CLA, CAA, CA etc. etc. – let’s get it right

I realise that there is a certain latent distrust in assigning copyright to an entity, but let’s please call a duck a duck both on the forums as well as in the PR.

Here’s a handy overview of the relevant abbreviations:

CA = Contributor Agreement
CLA = Contributor Licence Agreement
CAA = Copyright Assignment Agreement

Where CA is a superset of CLA and CAA as well as some alternative methods like the DCO¹.

A CAA is an agreement where the contributor/author transfers/assigns his (full) copyright to the another person (or entity).

A CLA is an agreement where the contributors/authors grants another person (or entity) a license – i.e. some of his rights, but retains authorship (and other rights). CLAs can be very diverse, but roughly we distinguish between exclusive and non-exclusive CLAs:

  • An exclusive CLA can be very similar to a CAA in that you grant (more or less limited) rights to just one person exclusively – i.e. grants an exclusive license.
  • A non-exclusive CLA, on the other hand, is a licence agreement where you grant (more or less limited) rights to a person, but reserve the right to also grant them to others – i.e. grants a non-exclusive license (some well known ones are e.g. GPL, MIT, BSD, Apache, MPL).

To make it more concrete: What ownCloud has in place is a CAA (with an implicit exclusive CLA fall-back for jurisdictions where full-on transfer of copyright is not possible) – authors assign/transfer their rights to ownCloud, Inc.

What Nextcloud has in place (or seemingly plans to through the C4) is so called Inbound ≡ Outbound licensing, which simply means that the community agrees that it will only accept contributions under the very same (inbound) license as the project’s (outbound) license. This by definition is a CLA.

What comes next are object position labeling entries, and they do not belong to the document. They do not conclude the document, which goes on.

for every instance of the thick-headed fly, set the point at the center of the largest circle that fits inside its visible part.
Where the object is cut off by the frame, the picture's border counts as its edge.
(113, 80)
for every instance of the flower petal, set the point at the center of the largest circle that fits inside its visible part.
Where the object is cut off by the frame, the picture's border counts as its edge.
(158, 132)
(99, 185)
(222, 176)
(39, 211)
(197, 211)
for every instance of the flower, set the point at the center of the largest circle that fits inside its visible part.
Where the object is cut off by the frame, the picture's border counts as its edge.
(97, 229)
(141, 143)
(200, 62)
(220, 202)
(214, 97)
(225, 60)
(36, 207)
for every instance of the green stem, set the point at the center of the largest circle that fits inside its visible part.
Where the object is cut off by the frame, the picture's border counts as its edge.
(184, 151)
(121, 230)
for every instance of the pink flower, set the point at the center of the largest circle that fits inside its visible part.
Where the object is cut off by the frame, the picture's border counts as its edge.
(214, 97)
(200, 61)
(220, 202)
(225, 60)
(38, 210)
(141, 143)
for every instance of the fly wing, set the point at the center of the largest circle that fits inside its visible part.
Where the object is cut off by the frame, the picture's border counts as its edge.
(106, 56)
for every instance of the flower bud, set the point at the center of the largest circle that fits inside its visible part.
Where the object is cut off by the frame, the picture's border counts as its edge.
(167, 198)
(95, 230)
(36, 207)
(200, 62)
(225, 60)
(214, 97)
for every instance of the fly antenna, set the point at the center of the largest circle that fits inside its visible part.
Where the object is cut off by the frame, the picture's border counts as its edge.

So, please, let’s avoid confusion and properly call ownCloud’s agreement a CAA and Nextcloud’s situation an (as of yet not entirely documented) non-exclusive Inbound ≡ Outbound CLA.


1: Developers’ Certificate of Origin is arguably also just a CLA. I am amongs those that argue so as well.

2 Likes

I have been surprised that it would be possible (practical) to function without something that would come under the category of CLA. Any open-source project, when it receives an offered contribution from some person (or company/legal entity…) needs to be reasonably sure that:

  1. The offered contribution either really is the work of the person offering it, or that the person offering it has the suitable permission from wherever they got it.
  2. That the offered contribution is being offered either completely free (of any encumbrance ever) or in inbound terms that match or are compatible with the outbound license that the project wishes to use.
  3. That the offered contribution cannot be “taken back” in the future, or the person attempt to assert some sort of patent or copyright in the future that would force the project to engineer-out that person’s past contributions. (This is really wrapped up in point 2, I am just making it explicit here.)
    In summary, the project needs to stay as “reasonably certain as is reasonable” that it can offer its code-base under its chosen outbound license in perpetuity without being “brought unstuck” by some contributor.

What am I missing here?

Surely contributors need to certify something, somewhere about their contribution?

-----BEGIN PGP SIGNED MESSAGE-----
Hash: SHA1

Thank you. Those definitions make sense, and provide clarity (for me,
anyway).

  • –Bob.

Yes, I’m curious, too. On the one hand I’ve had files accepted into the codebase without being asked to sign anything, which is nice as a contributor… but at the same time, I’ve never actually stated what license my files are under and presumably if the Nextcloud project ever has to relicense them (say an amazing, perfect fit new FOSS license is one day created) then I would imagine that they’re going to have to contact every single contributor ever…

Personally, I’m not against CLA’s. I’m just against the evil ones that set up a massive disymmetry of power between the project asset owners and contributors. I’m perfectly fine with signing something though that states that my assets may be relicensed to another OSI/FSF approved free software license at a later time, based on something like a vote by the majority of contributors.